I dedicate this blog post to my friend, Jennifer. For my birthday last year she bought me Timothy Ferriss' book, The 4-hour Workweek. I am grateful because it was the push that led me to becoming a professional blogger. Getting paid for something I love to do...rocks!!! The downside: instead of finding myself at my laptop only 4-hours a week, I seem to find myself in front of my laptop 444 hours. Yes! I do know there are less than 444 actual hours in a week.
Wow! I am getting ready to spill this and I'm having a hard time getting the words out. Spending that much time at my laptop in the comfort of my home, there are many days I am unmotivated to get "dressed".
That's right! I stay in my PJs all day. AND, I may not take a shower that day either.
If I allow myself, sometimes I ponder this behavior. This usually leads me sliding down that slippery slope to guilt and self loathing. Insert the sound of me screaming here.
Why? Why? Why would I allow myself to do this to myself?

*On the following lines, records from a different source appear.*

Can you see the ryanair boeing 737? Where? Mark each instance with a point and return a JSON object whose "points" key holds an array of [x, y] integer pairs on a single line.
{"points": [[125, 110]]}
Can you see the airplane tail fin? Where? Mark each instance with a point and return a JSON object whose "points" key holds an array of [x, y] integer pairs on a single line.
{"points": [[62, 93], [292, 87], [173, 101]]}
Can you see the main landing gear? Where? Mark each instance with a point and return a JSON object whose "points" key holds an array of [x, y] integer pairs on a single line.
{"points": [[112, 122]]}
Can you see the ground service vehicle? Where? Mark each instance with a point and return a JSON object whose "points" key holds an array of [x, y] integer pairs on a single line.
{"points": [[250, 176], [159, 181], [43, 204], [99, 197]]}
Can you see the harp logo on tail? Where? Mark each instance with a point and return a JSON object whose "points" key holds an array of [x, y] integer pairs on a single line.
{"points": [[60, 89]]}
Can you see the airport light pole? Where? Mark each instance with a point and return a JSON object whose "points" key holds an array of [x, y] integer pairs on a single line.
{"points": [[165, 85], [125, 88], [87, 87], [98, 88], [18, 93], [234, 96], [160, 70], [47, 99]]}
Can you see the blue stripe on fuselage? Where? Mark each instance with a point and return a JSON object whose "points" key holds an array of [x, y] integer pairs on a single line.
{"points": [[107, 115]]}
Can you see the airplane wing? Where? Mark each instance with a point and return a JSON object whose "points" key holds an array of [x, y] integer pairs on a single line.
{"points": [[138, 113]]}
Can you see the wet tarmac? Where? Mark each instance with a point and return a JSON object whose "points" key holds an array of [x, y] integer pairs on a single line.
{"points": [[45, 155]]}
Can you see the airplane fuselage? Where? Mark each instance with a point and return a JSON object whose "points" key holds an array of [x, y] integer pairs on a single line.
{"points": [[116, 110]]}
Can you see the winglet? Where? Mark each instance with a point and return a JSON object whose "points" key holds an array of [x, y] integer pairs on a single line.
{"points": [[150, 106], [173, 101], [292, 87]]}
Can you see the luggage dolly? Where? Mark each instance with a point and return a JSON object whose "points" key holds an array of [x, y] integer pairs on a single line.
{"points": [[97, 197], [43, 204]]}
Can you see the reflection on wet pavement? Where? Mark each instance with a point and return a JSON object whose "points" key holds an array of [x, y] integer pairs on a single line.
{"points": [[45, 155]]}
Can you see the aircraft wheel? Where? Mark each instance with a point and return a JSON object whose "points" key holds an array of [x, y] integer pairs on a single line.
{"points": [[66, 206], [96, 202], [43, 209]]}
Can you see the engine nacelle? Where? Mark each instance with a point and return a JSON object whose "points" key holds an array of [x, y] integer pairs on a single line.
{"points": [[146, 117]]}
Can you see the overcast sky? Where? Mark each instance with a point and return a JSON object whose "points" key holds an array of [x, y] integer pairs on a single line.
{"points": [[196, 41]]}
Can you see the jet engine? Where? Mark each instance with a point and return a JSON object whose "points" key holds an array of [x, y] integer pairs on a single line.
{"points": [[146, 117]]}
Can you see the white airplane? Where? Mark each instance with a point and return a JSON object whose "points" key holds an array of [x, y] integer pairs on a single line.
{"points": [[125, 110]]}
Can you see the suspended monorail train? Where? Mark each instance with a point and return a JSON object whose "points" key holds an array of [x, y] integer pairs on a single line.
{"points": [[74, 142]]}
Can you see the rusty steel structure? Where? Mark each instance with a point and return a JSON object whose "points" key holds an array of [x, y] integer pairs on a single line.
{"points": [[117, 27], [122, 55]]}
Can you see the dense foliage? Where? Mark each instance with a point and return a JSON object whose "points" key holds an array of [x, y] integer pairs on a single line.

I mean when sanity starts to set back in again, I've been known to prop myself up with what I've found to be my most effective stand-by pep talk, "Hugh Hefner does it!"
Hef made wearing PJs all day cool. Is he only able to get away with it 'cuz he created the Playboy empire and has oodles of cash? I say, "BLEEP NO!" In this land of the free and home of the brave, I feel I also possess and happily embrace my inalienable right to wear PJs all day long if I want to. Na na na boo boo!
These seems like the perfect place to insert this quote from one of my favorite Doctor's, Dr. Suess, "Be who you are and say what you feel, because those who mind don't matter and those who matter don't mind."
I've long felt that one truly MUST be brave in our country to be free to...how does it go? "To thine own self be true." Guess much hasn't changed in over 500 years since Shakespeare.
As for not taking a shower. Just so I don't gross out too many of you, I never go more than 48 hours without one. (Is that TMI, too much information?)
Haven't you heard, Southern California is in the midst of an extreme water shortage. That's how I comfort myself. That's how I sleep at night. How many gallons of water did I just save by missing that shower? See? I am just being an altruistic conservationist.
To close, I leave you with another little water conservation tip I think you'll like (especially if you practice it): shower with a friend.
Better still: shower with a friend while playing doctor. Then you, too, can be a favorite doctor.